It started yesterday as a fairly routine visit with my Primary, going over my lab results. All in the OK range, except he's planning to dink around with increasing my thyroid meds levels. Yep, this from the guy who can't do enough simple math to figure out how to convert x-many-pills-per-week into this-many-pills-per-prescription. So that'll be fun.
Before I left, however, I had him check out this little lump. He decided, for reasons that make no sense to me, that the lump was in the skin, not under it, and I needed a referral to a dermatologist.
OK, whatever.
I'm used to getting a referral one day and an actual appointment a couple months later, so it was with great surprise that I got a call from my new doctor's staff before I was two miles down the road to set up an appointment for the following day, i.e., Friday. I can't get my cardiologist to respond that quickly. If there's a cardiac issue, it's a trip to the ER for attention. But I got over the shock, made the appointment, and showed up early for the usual half hour of new-patient paperwork.
The lump was completely insignificant, although she assured me that it could be removed if it bothered me. You know, vanity about the only (ahem) imperfection in my youthful skin. Or something. I opted to continue ignoring it now that I had an expert opinion that is was as harmless as I'd thought it was for the half year or so I'd been consciously ignoring it.
But since I was already there, there was this weird little patch of flaking skin on my lip.... She cheerfully checked it out, and decided a couple of sprays of liquid nitrogen were in order. It was something with potential to become somewhat less than harmless. Not yet, but a definite maybe.
Yes, it hurt. On a scale of 1 to 10, about a 1.2 or so. Somehow I managed to make it through. She'll look at it again when I return next month for a long overdue full body inspection for possible hinky spots. (That's a technical term, "hinky", doncha know.) They take photos too, for comparison later with whatever might have changed.

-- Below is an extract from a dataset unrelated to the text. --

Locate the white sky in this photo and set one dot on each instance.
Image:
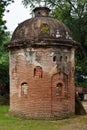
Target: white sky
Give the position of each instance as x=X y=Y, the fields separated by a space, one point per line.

I'm sure they'll be tactful about cellulite levels, stretch marks, wrinkles, and all those other proofs of having lived for a few years and taken this old covering for granted. I mean, if they laugh at cellulite, why would anybody come back? Look at mammograms, for example. It's bad enough that they work as hard as they can to mash your boobs as flat as possible and make you stand still while they leave the room, take the film, check out it didn't blur, and then walk back in to reposition the equipment for another angle, then do the same to the other boob. If they laughed at what those boobs looked like, or indicated in any way how strongly they hoped in another 30 years that their own never ever looked like that, who on earth would ever come back for another mammogram? Cancer be damned!
So now, besides the dermatologist: a math-challenged primary physician who -I discovered online - lists his real area of practice not as internal medicine but gerontology, an allergist who can't find anything wrong other than evidence that everything is, a cardiologist whom I actually like and trust, a pulmonologist who can actually make a diagnosis but wants to take no action, an eye surgeon (optho..whatsit) who wants return visits long after everything has been fixed, a urologist who also wants return visits whether I get another kidney stone or not and who can wait for that visit until climate change affects hell with glaciation....
I could almost start to feel ... old.
Hey, at least I'm still young enough to list all of them under "Dr. _____" in my cell directory because I know I can't remember their names without that prod but may still need to make a call, and can still go straight to the "D"s to sort it all out. I won't own up to being old until I can no longer remember which name goes with which specialty and in which state.
But you know, my very favorite internist ever left that practice to go into gerontology, back in Minnesota. Maybe I could see her again now if I needed somebody back there.... What the heck was her name?